After deobfuscation, the malicious flow can be described as follows: 

First, an ActiveX object is created by invoking the CreateObject API with the winmgmts:Win32_Process class (line X). Then, the arguments (CommandLine and ProcessStartupInformation) for the Create method of the WMI class are constructed (line X), where the CommandLine argument contains the command to be executed. Finally, the function fkldf is called and the method Create is invoked with the constructed arguments (line X), which leads to the execution of a PowerShell command that downloads and executes a malicious JavaScript payload.

Modifying Constants

Another way to obtain different variants of the same malicious macro is by modifying constants (i.e. strings, integers, etc). Malicious macros often construct strings in an obfuscated manner, and then use them to execute commands or access the network in a later stage. This is done in the following sample ([3]), which was detected in one of our clients’ traffic:

In this macro, the function TCONETC first defines an obfuscated constant string (line X), and then uses the Replace API to perform several transformations (lines X) which eventually result in a PowerShell command that will be executed later in the function Auto_open using the Shell API.

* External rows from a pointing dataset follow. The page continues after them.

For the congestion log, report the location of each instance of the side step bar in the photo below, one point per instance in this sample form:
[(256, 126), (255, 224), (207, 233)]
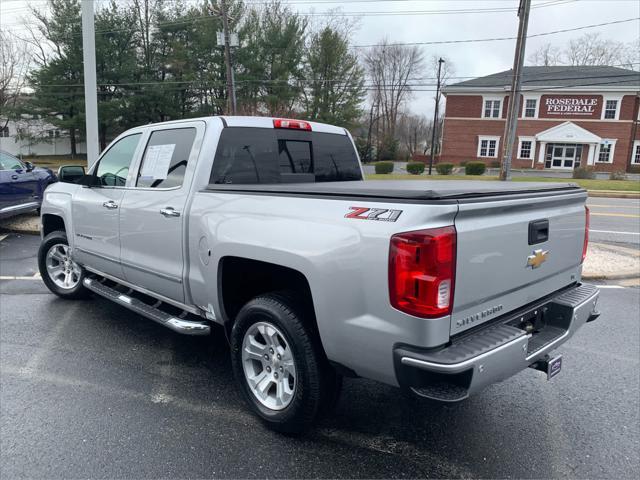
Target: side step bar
[(177, 324)]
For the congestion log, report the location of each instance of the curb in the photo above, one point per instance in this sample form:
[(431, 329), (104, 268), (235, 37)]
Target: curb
[(611, 277), (18, 230), (613, 194)]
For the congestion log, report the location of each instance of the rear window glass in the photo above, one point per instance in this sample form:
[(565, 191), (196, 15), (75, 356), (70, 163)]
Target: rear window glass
[(261, 155)]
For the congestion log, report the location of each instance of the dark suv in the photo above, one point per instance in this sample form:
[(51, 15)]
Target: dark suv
[(21, 185)]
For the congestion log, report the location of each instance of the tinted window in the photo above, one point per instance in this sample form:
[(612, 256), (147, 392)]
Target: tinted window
[(165, 159), (114, 165), (9, 162), (261, 155)]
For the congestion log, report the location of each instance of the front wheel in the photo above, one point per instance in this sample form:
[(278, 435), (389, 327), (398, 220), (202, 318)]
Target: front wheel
[(59, 272), (279, 364)]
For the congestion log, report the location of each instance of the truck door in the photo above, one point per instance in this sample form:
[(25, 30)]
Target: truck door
[(153, 212), (96, 208)]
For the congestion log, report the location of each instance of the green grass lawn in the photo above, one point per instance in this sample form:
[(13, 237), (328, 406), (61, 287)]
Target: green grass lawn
[(618, 185)]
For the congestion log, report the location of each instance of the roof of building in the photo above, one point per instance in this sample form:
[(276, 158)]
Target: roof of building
[(558, 76)]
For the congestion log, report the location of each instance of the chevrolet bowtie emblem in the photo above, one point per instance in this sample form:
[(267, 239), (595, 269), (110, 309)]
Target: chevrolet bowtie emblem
[(537, 259)]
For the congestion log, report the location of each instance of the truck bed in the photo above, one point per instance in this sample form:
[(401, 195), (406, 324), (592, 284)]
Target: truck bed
[(403, 190)]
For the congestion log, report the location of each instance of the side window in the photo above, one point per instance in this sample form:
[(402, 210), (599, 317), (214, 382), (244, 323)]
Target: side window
[(165, 159), (114, 165)]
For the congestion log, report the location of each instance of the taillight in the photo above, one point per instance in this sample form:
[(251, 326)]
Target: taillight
[(422, 271), (292, 124), (586, 233)]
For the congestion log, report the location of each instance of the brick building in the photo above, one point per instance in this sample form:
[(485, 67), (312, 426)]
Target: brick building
[(569, 116)]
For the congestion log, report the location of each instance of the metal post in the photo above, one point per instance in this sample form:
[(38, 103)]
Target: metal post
[(90, 86), (435, 117), (514, 96), (231, 87)]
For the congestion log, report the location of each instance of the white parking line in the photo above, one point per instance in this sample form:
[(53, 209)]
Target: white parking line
[(611, 231), (36, 276)]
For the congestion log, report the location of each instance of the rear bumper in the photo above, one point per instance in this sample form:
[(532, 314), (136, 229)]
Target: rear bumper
[(495, 352)]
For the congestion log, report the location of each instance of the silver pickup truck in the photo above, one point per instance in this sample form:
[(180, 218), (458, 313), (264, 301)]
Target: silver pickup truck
[(264, 230)]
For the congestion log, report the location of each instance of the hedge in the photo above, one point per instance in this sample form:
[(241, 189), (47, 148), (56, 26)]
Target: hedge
[(475, 168), (415, 168), (584, 173), (444, 168), (384, 167)]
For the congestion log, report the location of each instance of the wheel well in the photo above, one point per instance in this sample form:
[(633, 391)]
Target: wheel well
[(51, 223), (242, 279)]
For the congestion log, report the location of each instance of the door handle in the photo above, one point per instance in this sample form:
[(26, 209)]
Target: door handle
[(169, 212)]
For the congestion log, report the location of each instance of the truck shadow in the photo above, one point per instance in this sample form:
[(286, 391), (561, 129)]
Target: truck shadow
[(485, 435)]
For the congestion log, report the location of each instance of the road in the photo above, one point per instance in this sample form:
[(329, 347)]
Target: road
[(615, 220), (91, 390)]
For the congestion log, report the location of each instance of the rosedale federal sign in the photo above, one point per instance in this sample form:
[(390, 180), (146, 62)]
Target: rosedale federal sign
[(583, 106)]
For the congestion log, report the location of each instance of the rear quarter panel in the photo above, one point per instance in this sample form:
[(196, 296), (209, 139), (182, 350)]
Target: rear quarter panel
[(344, 260)]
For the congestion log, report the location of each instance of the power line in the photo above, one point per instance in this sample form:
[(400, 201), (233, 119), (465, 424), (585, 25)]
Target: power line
[(140, 86), (496, 39)]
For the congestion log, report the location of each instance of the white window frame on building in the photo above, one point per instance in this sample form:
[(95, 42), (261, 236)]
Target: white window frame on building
[(532, 152), (536, 109), (635, 153), (488, 139), (486, 99), (605, 100), (609, 142)]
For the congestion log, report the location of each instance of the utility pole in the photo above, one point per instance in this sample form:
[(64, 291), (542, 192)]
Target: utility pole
[(231, 87), (514, 96), (435, 117), (90, 86)]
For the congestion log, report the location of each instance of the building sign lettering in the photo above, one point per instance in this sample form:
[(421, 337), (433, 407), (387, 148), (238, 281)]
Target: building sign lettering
[(571, 106)]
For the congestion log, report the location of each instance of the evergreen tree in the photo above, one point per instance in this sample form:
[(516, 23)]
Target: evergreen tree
[(335, 80)]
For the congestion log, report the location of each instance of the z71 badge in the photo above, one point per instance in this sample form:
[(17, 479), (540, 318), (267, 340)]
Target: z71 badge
[(379, 214)]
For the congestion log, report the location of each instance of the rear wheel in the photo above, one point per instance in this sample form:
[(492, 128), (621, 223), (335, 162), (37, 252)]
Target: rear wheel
[(59, 272), (279, 363)]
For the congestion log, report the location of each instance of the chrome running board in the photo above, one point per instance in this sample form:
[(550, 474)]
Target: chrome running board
[(178, 323)]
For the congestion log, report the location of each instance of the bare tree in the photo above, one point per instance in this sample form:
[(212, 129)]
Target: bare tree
[(547, 55), (590, 49), (391, 69), (14, 66), (414, 132)]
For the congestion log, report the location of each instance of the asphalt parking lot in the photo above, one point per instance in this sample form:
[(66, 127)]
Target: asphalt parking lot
[(89, 390), (615, 220)]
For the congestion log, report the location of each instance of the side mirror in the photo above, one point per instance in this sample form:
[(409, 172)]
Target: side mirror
[(71, 173)]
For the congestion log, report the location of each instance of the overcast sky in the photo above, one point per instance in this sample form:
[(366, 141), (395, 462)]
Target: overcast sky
[(424, 25)]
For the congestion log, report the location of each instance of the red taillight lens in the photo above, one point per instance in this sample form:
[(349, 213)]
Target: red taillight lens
[(422, 272), (586, 233), (293, 124)]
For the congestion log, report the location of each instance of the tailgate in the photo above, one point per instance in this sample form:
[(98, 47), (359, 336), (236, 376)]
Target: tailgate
[(495, 251)]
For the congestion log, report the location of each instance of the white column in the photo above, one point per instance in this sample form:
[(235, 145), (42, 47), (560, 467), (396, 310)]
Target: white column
[(90, 86), (541, 152), (592, 154)]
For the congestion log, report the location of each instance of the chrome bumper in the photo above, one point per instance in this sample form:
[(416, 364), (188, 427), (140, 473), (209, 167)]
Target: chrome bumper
[(496, 352)]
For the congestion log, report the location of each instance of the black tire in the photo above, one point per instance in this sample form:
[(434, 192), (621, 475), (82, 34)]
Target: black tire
[(77, 292), (317, 384)]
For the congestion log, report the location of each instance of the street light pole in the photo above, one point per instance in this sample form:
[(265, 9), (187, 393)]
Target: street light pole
[(90, 85), (231, 87), (514, 96), (435, 117)]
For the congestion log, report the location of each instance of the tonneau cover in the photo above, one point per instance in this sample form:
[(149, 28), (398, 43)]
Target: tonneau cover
[(402, 189)]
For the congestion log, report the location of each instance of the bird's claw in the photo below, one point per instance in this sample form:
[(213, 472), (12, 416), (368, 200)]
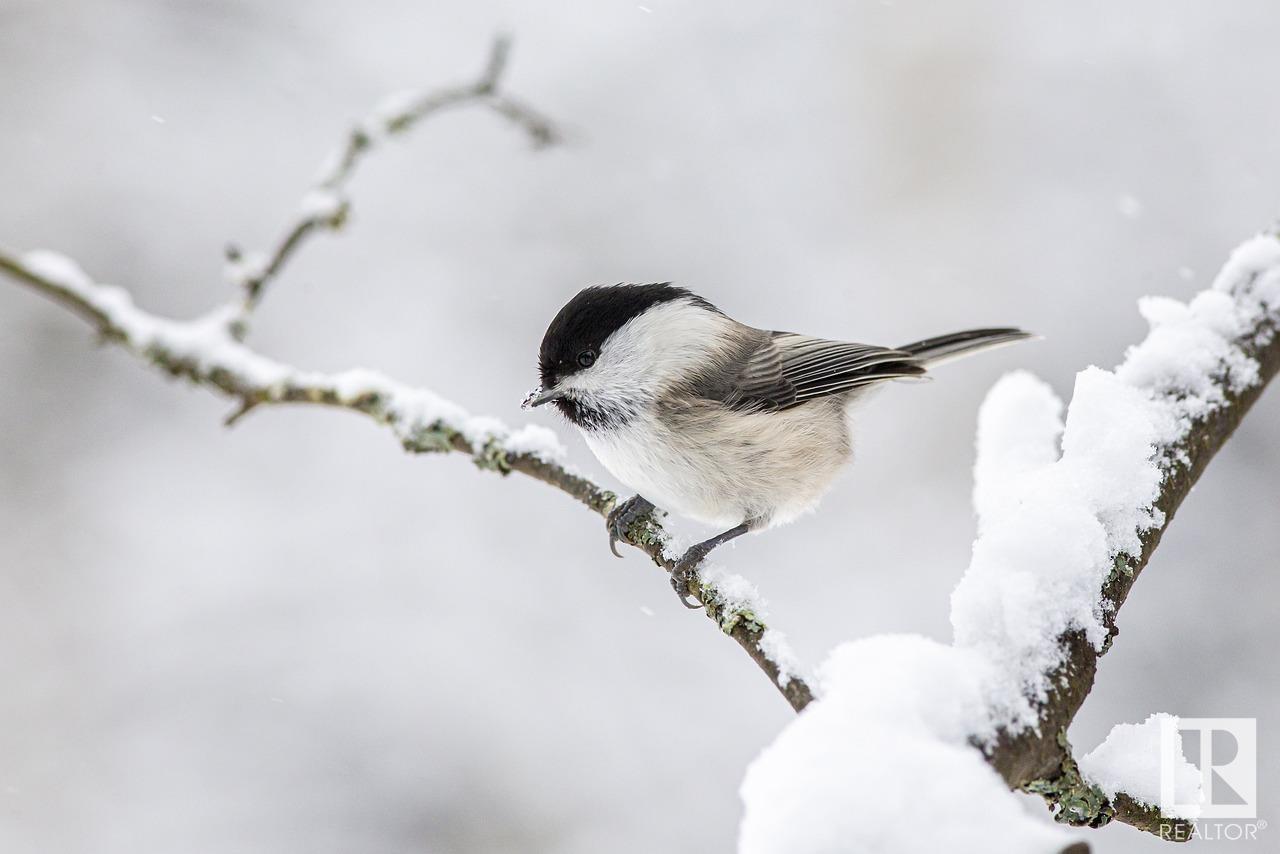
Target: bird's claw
[(622, 517), (682, 574)]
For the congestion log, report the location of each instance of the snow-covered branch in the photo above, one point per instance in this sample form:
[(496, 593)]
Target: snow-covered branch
[(210, 351), (209, 354), (327, 206), (1069, 515), (1070, 511)]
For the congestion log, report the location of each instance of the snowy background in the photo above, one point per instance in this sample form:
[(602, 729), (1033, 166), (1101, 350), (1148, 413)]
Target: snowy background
[(293, 638)]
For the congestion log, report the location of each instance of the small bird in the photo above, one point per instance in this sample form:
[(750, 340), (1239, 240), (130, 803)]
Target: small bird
[(712, 419)]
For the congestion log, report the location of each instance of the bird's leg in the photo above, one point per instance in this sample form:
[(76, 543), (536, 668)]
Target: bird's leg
[(622, 517), (686, 566)]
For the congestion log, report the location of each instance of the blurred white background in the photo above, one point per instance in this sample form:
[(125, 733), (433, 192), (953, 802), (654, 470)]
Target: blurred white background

Such attacks often re-appear in slightly different configurations. The main logic for constructing the strings is reused, and only the initial input is patched in order to modify the parameters of the attack: network locations, executed commands, etc.

We observed that in other attacks that we prevented across different clients. In one of the detected samples ([4]), the macro differs from the previously mentioned macro ([3]) only in the first command of the function TCONETC

As you can see, the difference is in the section of the initial string that corresponds to the URL, since here the attacker is trying to launch the attack using a different network location.

Reusing Primitives

As we mentioned before, many malicious macros rely on obfuscation, which is typically implemented using a sequence of encoding or decoding operations. The macros that we discussed in the previous section use slightly different constants when constructing the obfuscated strings, but they use the same encoding and decoding procedures for obfuscating the PowerShell command. We observed that some malicious macros not only modify strings, but also use different encoding or decoding procedures for implementing the obfuscation mechanism.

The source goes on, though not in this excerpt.